July 5th, 2008
I know Susan B. Anthony did a lot of great things, but this weekend I found myself wishing that her image didn’t grace our silver dollars. I knew that, like many white feminists of her time, she foolishly saw women’s suffrage and African American suffrage as separate and even competing issues, but I didn’t know the egregiousness of her arguments in support of that view. An 1866 newspaper quotes her as saying in a speech:
“Remember that in slavery the black woman has known nothing of the servitude of the marriage laws of the Northern States. She has lived so far in freedom [EXCUSE ME????????]. . . . But under the new dispensation, with legal marriage established among the black race as among the white race, it subjects the black woman to all the servitude and dependence which the white woman has hitherto suffered in the North.”
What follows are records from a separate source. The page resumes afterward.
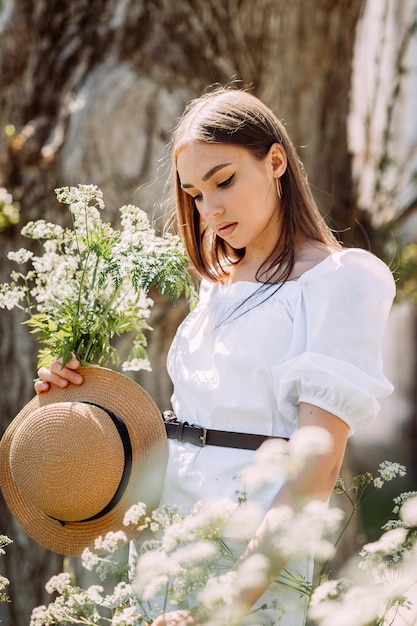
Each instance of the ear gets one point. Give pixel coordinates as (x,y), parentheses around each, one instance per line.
(278,159)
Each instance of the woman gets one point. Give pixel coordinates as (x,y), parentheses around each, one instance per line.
(287,332)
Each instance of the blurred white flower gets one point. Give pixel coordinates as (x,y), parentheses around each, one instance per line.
(408,512)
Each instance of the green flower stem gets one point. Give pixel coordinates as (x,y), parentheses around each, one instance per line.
(99,321)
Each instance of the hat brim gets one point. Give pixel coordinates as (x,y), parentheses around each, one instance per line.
(146,428)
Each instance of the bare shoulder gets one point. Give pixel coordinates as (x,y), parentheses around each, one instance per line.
(308,255)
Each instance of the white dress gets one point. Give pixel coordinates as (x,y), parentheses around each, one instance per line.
(241,363)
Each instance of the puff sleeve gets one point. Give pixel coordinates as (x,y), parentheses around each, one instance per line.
(334,360)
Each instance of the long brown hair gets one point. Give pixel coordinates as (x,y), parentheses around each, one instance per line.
(234,116)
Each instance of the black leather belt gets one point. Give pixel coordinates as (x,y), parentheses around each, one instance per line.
(199,436)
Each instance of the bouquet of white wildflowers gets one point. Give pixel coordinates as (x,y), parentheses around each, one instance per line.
(92,281)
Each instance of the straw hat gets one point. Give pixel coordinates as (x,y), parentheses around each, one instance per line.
(74,460)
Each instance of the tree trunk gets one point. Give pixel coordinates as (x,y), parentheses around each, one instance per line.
(93,88)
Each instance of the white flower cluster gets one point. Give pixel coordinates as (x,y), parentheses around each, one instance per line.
(187,561)
(91,282)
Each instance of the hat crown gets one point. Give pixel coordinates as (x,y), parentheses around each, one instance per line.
(67,460)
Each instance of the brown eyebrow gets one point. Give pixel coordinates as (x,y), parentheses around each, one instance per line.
(208,175)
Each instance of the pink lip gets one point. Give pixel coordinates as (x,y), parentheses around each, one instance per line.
(225,229)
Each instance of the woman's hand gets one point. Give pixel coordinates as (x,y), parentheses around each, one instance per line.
(58,375)
(175,618)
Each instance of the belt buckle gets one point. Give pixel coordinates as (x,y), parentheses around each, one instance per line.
(203,436)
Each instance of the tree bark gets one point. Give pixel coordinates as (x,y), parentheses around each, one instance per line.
(93,88)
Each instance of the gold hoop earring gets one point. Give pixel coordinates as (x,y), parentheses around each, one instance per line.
(279,187)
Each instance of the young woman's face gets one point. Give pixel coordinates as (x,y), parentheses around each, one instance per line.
(234,192)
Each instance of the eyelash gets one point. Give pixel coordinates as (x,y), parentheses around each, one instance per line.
(225,183)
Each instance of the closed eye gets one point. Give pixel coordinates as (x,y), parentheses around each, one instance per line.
(227,181)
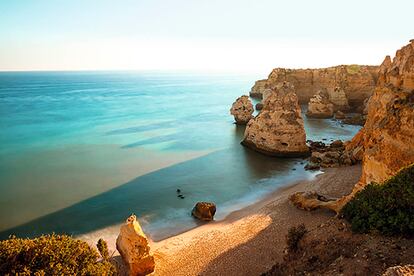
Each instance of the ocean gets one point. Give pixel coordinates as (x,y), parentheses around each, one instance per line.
(81,151)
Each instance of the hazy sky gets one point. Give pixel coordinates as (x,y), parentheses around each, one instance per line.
(222,35)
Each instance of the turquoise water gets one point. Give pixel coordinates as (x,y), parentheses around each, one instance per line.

Oh. My. I don’t even know where to begin. Lucky black women, not being allowed to marry, often being raped by their masters or other white men, and seeing their children sold away from them. I’m not saying there weren’t big problems and injustices associated with marriage law, but let’s not even try to compare the situations, okay?
I came across the Anthony quote in Jean Fagan Yellin’s biography Harriet Jacobs: A Life. Could we have Harriet Jacobs on a silver dollar, please? Or Sojourner Truth, who advocated for both women’s suffrage and African American suffrage? (By the way, did you know that Sojourner Truth’s first language was Dutch? I think that may be the most fascinating fact I’ve learned all year.)